Let $\{a_k\}$ be a sequence of non negative real numbers such that $\sum_{k=1}^{\infty} a_k =1$. Let $b_{nk}$ is a double array sequence of real numbers where $n \in \mathbb{N}$.It is given that $0 \le b_{nk} \le M$ uniformly. Suppose $\lim_{n \rightarrow \infty} b_{nk}=c_k $ for all $k$.Prove that $\lim_{n \rightarrow \infty}\sum_{k=1}^{\infty}a_k b_{nk}=\sum_{k=1}^{\infty}a_kc_k$
Now, I approached this by looking at the difference $\sum_{k=1}^{\infty} a_k b_{nk} - a_k c_k=\sum_{k=1}^{\infty} a_k (b_{nk}-c_k)$.
As we know that $|b_{nk}-c_k|< \epsilon$ for $n > N_{k}$. I take the supremum of all such $N_k$'s to be $N$. So, if now $n>N$, the difference must go to $0$ right? But how can I guarantee the existence of the supremum? Also, how can I use the boundedness of $b_{nk}$?

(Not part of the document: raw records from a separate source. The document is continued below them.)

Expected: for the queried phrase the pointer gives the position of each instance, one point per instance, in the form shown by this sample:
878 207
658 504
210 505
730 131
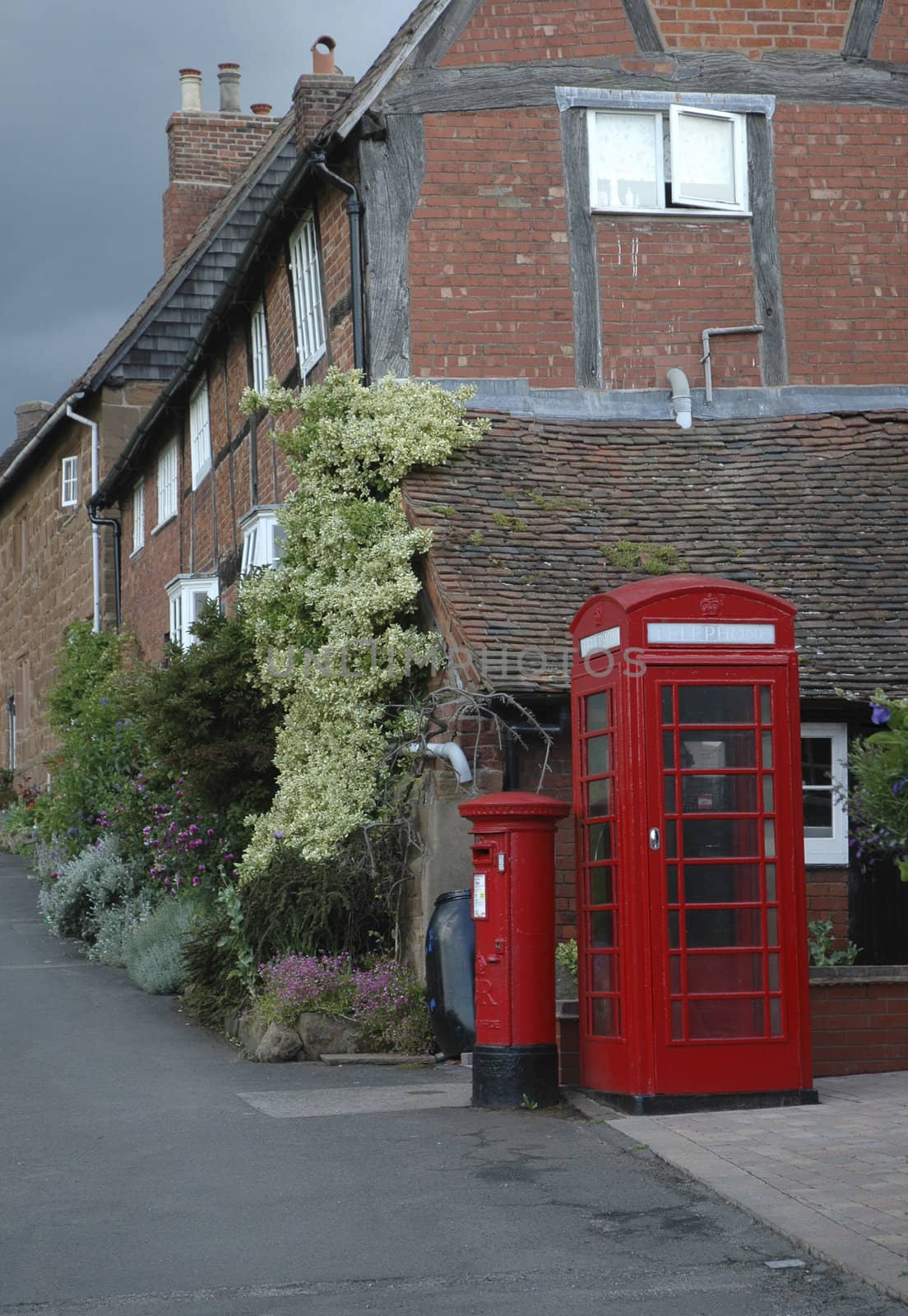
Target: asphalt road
149 1170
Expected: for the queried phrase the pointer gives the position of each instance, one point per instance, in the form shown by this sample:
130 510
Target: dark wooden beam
583 256
826 79
391 175
765 248
862 30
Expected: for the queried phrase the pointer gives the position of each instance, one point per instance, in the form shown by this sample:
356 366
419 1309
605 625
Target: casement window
306 278
138 517
70 482
262 539
260 339
664 161
188 595
201 434
824 776
168 484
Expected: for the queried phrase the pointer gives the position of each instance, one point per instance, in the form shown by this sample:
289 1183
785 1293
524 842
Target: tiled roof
540 517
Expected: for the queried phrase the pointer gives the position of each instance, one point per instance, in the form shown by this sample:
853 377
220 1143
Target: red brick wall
515 30
753 25
892 33
840 232
662 282
859 1026
490 290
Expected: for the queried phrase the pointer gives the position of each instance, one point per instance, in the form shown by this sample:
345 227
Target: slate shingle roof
540 517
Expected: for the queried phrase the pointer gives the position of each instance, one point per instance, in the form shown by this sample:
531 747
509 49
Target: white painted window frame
138 515
168 484
260 346
306 280
186 596
70 482
201 433
831 850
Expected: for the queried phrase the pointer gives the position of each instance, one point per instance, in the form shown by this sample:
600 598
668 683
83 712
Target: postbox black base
682 1105
515 1076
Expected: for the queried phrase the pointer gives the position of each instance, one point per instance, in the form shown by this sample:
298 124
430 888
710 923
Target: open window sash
708 158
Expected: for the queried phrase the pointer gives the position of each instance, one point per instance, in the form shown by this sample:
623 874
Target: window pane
627 155
715 704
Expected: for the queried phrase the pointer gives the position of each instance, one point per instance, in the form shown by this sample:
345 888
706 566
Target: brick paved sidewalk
832 1178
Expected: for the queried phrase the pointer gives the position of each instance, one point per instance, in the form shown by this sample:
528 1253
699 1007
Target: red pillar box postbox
691 906
513 907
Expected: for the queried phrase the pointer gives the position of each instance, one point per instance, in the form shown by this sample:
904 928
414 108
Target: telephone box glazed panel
693 928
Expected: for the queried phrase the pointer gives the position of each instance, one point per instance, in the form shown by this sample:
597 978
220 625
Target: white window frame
201 433
168 484
70 482
306 280
138 515
262 536
260 345
186 596
831 850
683 202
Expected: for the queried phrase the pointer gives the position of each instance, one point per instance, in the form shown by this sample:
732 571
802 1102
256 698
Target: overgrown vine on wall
333 627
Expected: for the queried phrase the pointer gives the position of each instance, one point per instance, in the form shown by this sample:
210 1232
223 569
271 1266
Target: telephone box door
721 878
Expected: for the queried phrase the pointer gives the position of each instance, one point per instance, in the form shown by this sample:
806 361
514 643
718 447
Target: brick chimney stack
320 94
207 153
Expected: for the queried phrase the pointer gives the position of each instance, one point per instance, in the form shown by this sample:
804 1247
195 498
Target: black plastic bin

Hint: Given $\epsilon >0$ choose $N$ such that $\sum\limits_{k=N+1}^{\infty} a_k <\epsilon$. Note that $|\sum\limits_{k=N+1}^{\infty} [a_kb_{nk} -a_kc_k]| \leq 2M\epsilon$ since the hypothesis implies that $|c_k| \leq M$ for all $k$ which gives $|b_{nk}-c_k| \leq 2M$. Next note that $|\sum\limits_{k=1}^{N} [a_kb_{nk} -a_kc_k]| \to 0$ as $n \to \infty$. I will let you finish the proof.